BIMATA.ID, Bintan- Kesatuan Nelayan Tradisional Indonesia (KNTI) meminta pemerintah memperhatikan penahanan 6 nelayan Bintan, Kepulauan Riau, yang ditangkap polisi Malaysia saat melaut.
Ketua DPD KNTI Bintan, Syukur Hariyanto alias Buyung Adly mengatakan, kejadian penahanan terhadap nelayan ini sudah terjadi berulang kali. Pasalnya, Perairan Pulau Awor di Kepulauan Riau memang menjadi daerah perbatasan yang berbatasan langsung dengan perairan Malaysia.
“Khusus kasus penahanan nelayan tradisional, kami minta bagaimana bisa dipermudah urusannya lewat koordinasi satu pintu agar cepat dan tepat dalam penanganannya,” kata Syukur Hariyanto, Rabu (14/07/2021).
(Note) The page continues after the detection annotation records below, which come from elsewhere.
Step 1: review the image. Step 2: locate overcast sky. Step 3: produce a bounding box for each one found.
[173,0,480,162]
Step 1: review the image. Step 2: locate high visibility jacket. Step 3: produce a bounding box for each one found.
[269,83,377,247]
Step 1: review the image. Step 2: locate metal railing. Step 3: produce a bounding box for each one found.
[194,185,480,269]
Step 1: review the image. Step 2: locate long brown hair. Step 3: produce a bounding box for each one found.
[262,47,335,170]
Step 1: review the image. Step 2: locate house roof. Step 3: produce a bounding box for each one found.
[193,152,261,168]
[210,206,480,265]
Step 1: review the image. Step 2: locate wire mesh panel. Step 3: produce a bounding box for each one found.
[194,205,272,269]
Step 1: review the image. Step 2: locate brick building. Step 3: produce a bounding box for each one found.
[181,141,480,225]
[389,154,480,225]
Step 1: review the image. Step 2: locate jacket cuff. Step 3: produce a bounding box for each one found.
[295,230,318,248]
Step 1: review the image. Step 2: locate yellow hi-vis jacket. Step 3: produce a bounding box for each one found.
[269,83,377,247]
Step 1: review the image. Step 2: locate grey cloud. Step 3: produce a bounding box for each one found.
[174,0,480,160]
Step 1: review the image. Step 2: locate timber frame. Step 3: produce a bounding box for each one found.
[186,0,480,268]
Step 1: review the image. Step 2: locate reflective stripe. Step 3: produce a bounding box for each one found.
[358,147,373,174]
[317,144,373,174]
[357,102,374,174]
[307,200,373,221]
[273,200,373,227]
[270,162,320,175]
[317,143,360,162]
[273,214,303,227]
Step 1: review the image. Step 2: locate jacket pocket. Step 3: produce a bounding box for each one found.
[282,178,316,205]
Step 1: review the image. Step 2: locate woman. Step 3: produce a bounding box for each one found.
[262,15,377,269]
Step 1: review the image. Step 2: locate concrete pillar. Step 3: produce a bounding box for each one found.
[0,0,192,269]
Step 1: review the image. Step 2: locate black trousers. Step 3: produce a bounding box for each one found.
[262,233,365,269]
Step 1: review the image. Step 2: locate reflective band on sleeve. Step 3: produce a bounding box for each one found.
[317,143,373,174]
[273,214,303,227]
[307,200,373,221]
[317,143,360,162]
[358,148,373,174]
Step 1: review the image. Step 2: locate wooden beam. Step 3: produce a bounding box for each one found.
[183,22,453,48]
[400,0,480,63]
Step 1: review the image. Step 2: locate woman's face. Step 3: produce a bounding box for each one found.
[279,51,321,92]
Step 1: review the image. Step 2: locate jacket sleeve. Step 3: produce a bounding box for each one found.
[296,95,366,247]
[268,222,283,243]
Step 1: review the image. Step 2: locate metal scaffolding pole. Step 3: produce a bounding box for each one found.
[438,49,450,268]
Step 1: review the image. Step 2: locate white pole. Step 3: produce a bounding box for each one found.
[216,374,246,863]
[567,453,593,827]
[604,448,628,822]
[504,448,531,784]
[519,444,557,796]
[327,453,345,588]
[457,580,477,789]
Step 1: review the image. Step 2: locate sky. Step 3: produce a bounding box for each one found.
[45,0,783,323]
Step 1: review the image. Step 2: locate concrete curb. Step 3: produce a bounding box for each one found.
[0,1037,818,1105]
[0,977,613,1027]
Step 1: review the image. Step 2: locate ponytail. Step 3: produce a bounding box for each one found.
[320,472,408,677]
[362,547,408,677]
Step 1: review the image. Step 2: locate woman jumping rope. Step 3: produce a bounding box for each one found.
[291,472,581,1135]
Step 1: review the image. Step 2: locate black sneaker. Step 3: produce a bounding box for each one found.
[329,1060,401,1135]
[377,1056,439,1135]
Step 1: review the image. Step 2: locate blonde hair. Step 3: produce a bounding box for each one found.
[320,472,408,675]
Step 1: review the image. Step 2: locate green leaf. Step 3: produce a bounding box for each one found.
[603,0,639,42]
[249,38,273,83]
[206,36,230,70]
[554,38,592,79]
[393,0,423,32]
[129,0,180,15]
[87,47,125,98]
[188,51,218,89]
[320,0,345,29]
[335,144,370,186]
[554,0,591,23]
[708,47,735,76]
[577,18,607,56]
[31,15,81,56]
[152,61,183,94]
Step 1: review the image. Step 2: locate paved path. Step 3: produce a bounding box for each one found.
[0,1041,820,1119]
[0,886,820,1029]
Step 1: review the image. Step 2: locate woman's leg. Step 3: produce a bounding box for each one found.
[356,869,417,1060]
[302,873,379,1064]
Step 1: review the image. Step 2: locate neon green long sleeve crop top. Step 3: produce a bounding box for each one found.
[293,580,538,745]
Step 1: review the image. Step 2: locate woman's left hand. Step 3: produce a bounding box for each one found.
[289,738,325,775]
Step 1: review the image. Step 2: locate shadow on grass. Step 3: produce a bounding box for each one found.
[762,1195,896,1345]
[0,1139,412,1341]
Syukur menuturkan, sudah menjadi tugas negara untuk menjamin dan melindungi nelayan. Hal ini pun tertera dalam UU Nomor Tahun 2016 tentang Perlindungan Nelayan, Pembudidaya, dan Petambak Garam.
Dia berharap, regulasi ini bisa terimplementasi agar nelayan benar-benar terlindungi. Untuk membebaskan nelayan, Syukur bahkan sudah bersurat kepada Pengelola Wilayah Perbatasan Setda Kabupaten Bintan, sebagai permohonan bantuan perlindungan hukum atas enam orang tersebut.
“Dengan ini kami meminta agar perkara nelayan tradisional yang berulang-ulang terjadi dapat diperhatikan dengan serius oleh pemerintah dari tingkat pusat sampai daerah, baik antisipasi, penanganan, dan realisasi pemulangan nelayan,” ungkap Syukur.
Syukur menceritakan, kronologi penangkapan bermula ketika nelayan tersebut melaut pada Kamis, 8 Juli 2021 pukul 02.00 WIB. Ketiga nelayan ini menggunakan kapal kecil berukuran 3 GT dan membawa alat tangkap berupa rawai dan pancing.
Area nelayan memancing adalah pada titik kordinat 104 derajat dengan nomor GPS 35,36 di Perairan Pulau Awor, diperkirakan sekitar 52 mill dari bibir pantai Kampung Masiran ke arah barat mendekati kawasan Johor Baru.
Biasanya kata Syukur, nelayan itu melaut 2-3 hari. Namun tiba-tiba salah satu nelayan menghubungi pemilik perahu dengan pesan WhatsApp yang menyatakan mereka telah ditahan polisi Malaysia.